Kecuali Anda sudah Ruby besar atau Python kipas dan Anda ingin mencoba Garda depan bidang pengembangan mobile dengan bahasa-bahasa tersebut, Anda harus tetap dengan JavaScript atau yang ditambah jenis saudara, mentranskripsikan.

Kesimpulan

Memilih bahasa pengembangan mobile dapat menjadi rumit jika Anda tidak mengerti fitur dari setiap orang, bersama dengan tren industri saat ini. Dengan pengetahuan ini, meskipun, mudah untuk melihat bahwa memilih bahasa sangat tergantung pada platform pengembangan mobile tertentu juga.

Aku yakin sekarang Anda memiliki gambaran jelas mengenai bahasa pengembangan aplikasi mobile dan mampu mencocokkan relevansi fitur mereka untuk pengembangan tren terbaru. Jadi hanya memulai coding app berikutnya Anda dengan keyakinan!

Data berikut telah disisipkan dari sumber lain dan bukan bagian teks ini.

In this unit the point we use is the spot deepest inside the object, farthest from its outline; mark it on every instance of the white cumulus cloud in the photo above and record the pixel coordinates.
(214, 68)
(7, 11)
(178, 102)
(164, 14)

Jika Anda ingin bantuan untuk memulai dengan bahasa yang baru, periksa beberapa tutorial dan video kursus yang terhubung di seluruh posting ini, atau beberapa posting kami pada pengembangan mobile!

Advertisement
Advertisement
Advertisement
Advertisement
Looking for something to help kick start your next project?
Envato Market has a range of items for sale to help get you started.